Hi Holger,

The webapp resolves queries across a large number of different
datasources using a range of different normalisation and
denormalisation rules depending on the users context and the data
location. So far, I have only implemented Regular Expression, XSLT and
SPARQL Construct rules. SPIN is another rule method that people can
use to create rule modules that they can then apply to any or all of
the datasources and queries as they feel necessary.

The SPIN model of applying a set of rules is well designed and suits
the overall goals, but I don't want all of the known rules to apply to
each request. Each of the SPIN normalisation rule modules in the
system reference the SPIN functions/templates that they are relevant
to and only apply those functions/templates when they are used in the
overall rule chain.

The registries will only be created once for each of the SPIN
normalisation rule modules for each servlet lifetime, but they need to
be segregated. They seem to be threadsafe given that they have been
used as singletons so far with great success (correct me if I am wrong
on that).

I am not using multi-threaded rule system, although it may be possible
to do it if necessary.

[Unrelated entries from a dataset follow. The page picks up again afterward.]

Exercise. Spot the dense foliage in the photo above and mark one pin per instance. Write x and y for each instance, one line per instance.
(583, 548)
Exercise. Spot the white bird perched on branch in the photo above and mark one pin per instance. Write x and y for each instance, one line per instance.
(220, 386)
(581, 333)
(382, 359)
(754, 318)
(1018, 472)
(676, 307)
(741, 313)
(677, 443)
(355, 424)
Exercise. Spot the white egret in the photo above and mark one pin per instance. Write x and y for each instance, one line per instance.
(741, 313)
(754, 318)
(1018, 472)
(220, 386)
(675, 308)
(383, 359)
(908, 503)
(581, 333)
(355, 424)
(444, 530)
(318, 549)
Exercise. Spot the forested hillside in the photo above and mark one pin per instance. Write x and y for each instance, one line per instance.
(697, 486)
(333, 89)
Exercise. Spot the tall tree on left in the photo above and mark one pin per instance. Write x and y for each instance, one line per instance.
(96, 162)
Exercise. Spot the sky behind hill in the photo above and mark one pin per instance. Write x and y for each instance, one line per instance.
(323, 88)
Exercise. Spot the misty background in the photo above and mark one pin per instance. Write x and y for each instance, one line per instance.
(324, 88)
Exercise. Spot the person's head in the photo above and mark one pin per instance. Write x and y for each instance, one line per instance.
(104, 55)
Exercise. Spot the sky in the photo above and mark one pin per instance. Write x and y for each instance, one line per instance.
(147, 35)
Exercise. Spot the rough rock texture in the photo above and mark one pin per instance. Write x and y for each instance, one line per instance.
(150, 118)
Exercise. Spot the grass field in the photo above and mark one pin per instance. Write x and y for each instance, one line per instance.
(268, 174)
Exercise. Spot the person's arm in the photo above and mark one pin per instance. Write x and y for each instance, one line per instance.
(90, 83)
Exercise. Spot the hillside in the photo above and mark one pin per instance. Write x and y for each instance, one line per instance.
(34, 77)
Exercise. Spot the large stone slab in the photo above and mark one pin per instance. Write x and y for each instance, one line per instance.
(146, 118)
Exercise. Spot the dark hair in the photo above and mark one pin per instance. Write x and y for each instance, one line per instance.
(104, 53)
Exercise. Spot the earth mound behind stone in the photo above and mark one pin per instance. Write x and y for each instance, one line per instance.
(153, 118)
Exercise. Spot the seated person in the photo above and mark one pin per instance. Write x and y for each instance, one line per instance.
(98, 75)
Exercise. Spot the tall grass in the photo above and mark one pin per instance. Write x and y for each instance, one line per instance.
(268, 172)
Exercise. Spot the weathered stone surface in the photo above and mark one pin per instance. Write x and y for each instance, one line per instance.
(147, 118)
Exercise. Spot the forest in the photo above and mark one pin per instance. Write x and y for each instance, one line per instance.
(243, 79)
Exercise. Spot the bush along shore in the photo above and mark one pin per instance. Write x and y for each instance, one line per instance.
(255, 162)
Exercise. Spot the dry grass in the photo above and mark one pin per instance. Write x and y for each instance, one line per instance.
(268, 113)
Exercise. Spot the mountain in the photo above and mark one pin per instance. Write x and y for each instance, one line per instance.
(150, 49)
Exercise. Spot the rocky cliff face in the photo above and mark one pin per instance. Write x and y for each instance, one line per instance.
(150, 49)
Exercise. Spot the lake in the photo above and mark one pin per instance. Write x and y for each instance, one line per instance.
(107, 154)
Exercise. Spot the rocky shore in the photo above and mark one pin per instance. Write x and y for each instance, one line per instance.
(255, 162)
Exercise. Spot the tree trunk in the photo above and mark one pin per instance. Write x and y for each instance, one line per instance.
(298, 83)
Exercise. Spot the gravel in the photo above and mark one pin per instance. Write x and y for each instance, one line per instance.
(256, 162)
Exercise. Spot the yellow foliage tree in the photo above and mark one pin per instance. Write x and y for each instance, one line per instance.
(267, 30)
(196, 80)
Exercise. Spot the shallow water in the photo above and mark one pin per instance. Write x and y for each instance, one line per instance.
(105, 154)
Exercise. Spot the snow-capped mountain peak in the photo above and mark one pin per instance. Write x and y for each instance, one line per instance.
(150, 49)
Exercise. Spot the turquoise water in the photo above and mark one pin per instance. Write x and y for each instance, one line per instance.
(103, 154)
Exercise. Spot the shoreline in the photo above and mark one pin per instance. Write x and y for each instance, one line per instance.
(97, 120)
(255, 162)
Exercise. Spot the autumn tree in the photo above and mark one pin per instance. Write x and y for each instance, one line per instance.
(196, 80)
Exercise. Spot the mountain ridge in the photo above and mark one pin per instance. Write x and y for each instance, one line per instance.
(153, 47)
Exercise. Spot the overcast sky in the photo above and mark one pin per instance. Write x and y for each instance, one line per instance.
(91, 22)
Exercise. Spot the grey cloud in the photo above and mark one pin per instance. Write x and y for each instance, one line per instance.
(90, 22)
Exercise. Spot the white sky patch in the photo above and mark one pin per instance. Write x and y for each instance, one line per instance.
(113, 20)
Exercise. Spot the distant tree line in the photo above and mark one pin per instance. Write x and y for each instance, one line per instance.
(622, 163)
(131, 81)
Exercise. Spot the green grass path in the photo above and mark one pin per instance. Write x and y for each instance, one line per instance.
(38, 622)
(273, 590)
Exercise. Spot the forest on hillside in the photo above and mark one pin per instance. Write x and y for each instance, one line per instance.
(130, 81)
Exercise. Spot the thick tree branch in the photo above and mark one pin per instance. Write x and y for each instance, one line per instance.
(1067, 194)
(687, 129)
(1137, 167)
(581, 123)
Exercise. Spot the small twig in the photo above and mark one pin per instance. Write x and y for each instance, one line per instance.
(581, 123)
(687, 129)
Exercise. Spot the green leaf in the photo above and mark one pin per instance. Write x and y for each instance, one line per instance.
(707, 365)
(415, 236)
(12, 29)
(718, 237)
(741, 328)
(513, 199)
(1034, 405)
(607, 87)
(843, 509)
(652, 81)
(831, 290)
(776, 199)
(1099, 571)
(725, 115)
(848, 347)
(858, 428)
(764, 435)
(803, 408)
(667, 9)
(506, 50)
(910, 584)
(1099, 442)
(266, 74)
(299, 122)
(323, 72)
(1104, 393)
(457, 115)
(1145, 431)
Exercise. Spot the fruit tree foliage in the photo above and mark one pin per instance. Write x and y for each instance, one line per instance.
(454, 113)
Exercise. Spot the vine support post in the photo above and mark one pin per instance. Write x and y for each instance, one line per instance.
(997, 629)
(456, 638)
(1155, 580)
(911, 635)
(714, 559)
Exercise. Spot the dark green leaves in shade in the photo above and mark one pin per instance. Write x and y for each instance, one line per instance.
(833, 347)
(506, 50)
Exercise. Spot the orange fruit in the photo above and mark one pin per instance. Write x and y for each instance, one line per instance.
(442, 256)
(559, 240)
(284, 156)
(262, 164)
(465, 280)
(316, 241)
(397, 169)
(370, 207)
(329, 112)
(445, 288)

The rules need to be applied in serial for each
provider, and there may be different sets of SPIN rules that need to
be applied to a particular result in a particular order without
interfering with each other. In effect I would be creating a large
number of threads for each execution solely to deal with this issue.
The current Bio2RDF setup can have up to 10 or so rules for each
query, and there are 7 stages at which rules can be applied, and in
the worst case scenarios there could be 40-60 data locations for a
query. 2 of the stages are independent of the data locations, but even
the other 5 stages would represent a performance hit. The large number
of short lived thread creations would slow down a single users query
to a large degree I imagine.

I hadn't looked at SPINThreadFunctionRegistry, but if it is only
thread-local then it would not be appropriate as I need to be able to
isolate the rules for a given query on a given provider, and not just
to a single HTTP request thread.

The patch is not ideal, and the changes are quite invasive to the API,
so it probably won't be simple to merge into future releases. Likely
this would include your current development trunk if it has diverged
from the 1.2.0 code very far. In the modified version the registry
object is passed through all of the necessary methods between the user
and the 10 or so methods deep in the SPIN-API workings that use the
registry.

One alternative to the patch, if you wanted to make a one off change
to the API is that you could create a context object to pass through
to avoid having a variable number of registry parameters for each
call. Then you would just need to add any additional registries or
context parameters to that object if the architecture changed in
future.

For example:

SPINRegistryContext(SPINModuleRegistry, SPINFunctionRegistry)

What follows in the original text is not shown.